NTILE & PERCENT_RANK — segmentation
-- Classify accounts into quartiles by transaction volume
WITH vol AS (
SELECT account_id, SUM(amount) AS total_volume
FROM transactions WHERE status='SUCCESS'
GROUP BY account_id
)
SELECT account_id, total_volume,
NTILE(4) OVER (ORDER BY total_volume DESC) AS quartile,
NTILE(10) OVER (ORDER BY total_volume DESC) AS decile,
ROUND(PERCENT_RANK() OVER (ORDER BY total_volume) * 100, 2) AS percentile
FROM vol;
Quick reference
| Function | What it does | ORDER BY needed? |
| ROW_NUMBER() | Unique sequential number | Yes |
| RANK() | Ties share rank, gaps after ties | Yes |
| DENSE_RANK() | Ties share rank, no gaps | Yes |
| LAG(col, n) | Value n rows before current | Yes |
| LEAD(col, n) | Value n rows after current | Yes |
| FIRST_VALUE(col) | First value in frame | Yes |
| LAST_VALUE(col) | Last value in frame (needs full frame!) | Yes |
| SUM/AVG/COUNT OVER() | Running or partitioned aggregate | Optional |
| NTILE(n) | Divide into n buckets | Yes |
| PERCENT_RANK() | Percentile 0.0 to 1.0 | Yes |
Practice Problems
Q1 · Easy
From daily_stock, return only the most recent trading day per symbol using ROW_NUMBER.
Q2 · Medium
Rank all accounts by total 2024 transaction amount.
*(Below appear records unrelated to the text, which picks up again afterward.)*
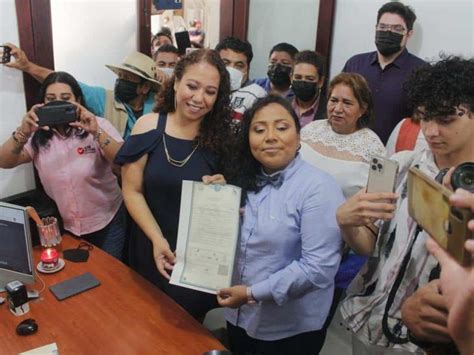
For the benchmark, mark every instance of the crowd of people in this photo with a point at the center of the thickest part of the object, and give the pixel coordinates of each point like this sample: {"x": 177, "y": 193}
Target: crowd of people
{"x": 312, "y": 239}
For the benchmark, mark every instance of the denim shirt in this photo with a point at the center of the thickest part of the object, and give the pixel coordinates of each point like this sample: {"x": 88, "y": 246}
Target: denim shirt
{"x": 288, "y": 252}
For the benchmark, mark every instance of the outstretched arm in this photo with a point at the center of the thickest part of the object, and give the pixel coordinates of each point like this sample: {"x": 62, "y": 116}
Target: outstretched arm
{"x": 23, "y": 63}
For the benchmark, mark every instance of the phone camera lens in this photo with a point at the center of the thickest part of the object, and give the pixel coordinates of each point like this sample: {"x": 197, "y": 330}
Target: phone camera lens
{"x": 463, "y": 177}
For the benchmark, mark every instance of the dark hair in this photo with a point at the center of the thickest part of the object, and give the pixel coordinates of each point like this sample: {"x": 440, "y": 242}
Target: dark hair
{"x": 236, "y": 45}
{"x": 362, "y": 93}
{"x": 243, "y": 168}
{"x": 441, "y": 86}
{"x": 41, "y": 137}
{"x": 166, "y": 48}
{"x": 214, "y": 131}
{"x": 284, "y": 47}
{"x": 313, "y": 58}
{"x": 404, "y": 11}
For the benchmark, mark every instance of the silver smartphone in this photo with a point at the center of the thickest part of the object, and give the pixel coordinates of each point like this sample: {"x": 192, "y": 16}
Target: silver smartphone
{"x": 382, "y": 174}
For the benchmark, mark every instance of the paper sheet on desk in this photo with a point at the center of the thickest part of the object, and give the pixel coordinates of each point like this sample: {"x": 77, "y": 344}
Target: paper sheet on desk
{"x": 207, "y": 236}
{"x": 50, "y": 349}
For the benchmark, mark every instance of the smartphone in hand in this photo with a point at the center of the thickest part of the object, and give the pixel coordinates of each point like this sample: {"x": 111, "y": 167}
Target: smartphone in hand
{"x": 382, "y": 174}
{"x": 6, "y": 54}
{"x": 56, "y": 112}
{"x": 428, "y": 205}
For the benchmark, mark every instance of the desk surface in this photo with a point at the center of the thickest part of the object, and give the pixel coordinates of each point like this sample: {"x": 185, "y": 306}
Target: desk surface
{"x": 124, "y": 315}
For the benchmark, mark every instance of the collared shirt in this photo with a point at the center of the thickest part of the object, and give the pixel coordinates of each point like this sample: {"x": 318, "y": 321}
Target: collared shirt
{"x": 390, "y": 101}
{"x": 288, "y": 252}
{"x": 308, "y": 115}
{"x": 102, "y": 103}
{"x": 366, "y": 300}
{"x": 266, "y": 84}
{"x": 77, "y": 176}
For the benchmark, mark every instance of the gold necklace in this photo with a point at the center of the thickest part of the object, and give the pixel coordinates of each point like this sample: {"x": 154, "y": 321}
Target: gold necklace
{"x": 174, "y": 162}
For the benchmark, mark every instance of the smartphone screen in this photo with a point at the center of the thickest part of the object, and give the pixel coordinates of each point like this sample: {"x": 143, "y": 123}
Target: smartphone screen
{"x": 182, "y": 41}
{"x": 382, "y": 174}
{"x": 6, "y": 54}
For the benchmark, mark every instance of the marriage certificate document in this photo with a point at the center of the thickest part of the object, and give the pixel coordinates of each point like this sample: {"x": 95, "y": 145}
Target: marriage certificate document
{"x": 207, "y": 236}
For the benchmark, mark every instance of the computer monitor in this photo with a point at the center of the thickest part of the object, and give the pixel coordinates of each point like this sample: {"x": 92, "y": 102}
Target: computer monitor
{"x": 16, "y": 251}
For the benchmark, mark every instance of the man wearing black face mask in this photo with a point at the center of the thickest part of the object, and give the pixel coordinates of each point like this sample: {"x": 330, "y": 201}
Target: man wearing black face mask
{"x": 280, "y": 65}
{"x": 132, "y": 96}
{"x": 387, "y": 68}
{"x": 307, "y": 82}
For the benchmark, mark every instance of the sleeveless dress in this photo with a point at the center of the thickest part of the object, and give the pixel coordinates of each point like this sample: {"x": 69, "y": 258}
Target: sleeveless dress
{"x": 162, "y": 190}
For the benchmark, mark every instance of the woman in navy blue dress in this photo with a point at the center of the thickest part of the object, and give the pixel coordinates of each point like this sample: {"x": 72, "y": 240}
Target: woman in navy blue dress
{"x": 183, "y": 142}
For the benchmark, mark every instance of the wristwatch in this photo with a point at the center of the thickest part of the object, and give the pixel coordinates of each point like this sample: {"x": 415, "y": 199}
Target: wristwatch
{"x": 250, "y": 299}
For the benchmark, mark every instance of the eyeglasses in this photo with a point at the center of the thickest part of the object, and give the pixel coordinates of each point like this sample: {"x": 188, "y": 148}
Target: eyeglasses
{"x": 393, "y": 28}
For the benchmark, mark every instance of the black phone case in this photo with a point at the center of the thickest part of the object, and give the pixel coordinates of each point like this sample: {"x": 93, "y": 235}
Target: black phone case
{"x": 74, "y": 286}
{"x": 182, "y": 41}
{"x": 6, "y": 56}
{"x": 56, "y": 114}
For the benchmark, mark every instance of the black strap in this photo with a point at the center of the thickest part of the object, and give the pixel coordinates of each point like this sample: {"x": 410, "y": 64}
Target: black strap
{"x": 161, "y": 125}
{"x": 393, "y": 338}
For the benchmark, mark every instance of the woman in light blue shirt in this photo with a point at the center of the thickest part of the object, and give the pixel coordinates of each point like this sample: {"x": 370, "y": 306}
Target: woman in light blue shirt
{"x": 289, "y": 246}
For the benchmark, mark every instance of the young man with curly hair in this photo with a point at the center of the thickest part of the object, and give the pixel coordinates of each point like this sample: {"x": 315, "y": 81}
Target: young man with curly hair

Show rank, dense_rank, account_id, total. Observe what changes when two accounts tie.
Q3 · Medium
For each stock: previous day's close, daily change in ₹, daily % change. Flag rows where the stock dropped more than 2% in a day.
Q4 · Hard
For HDFC stock in 2024: every trading day, cumulative volume YTD, 5-day moving average close and volume, and BULLISH/BEARISH flag (close above/below MA5).
Q5 · Hard
Every SUCCESS transaction showing: rank within branch by amount, running total within branch by date, branch avg amount, how much this txn is above/below branch avg, and overall percentile across all branches. Use 4+ different window functions.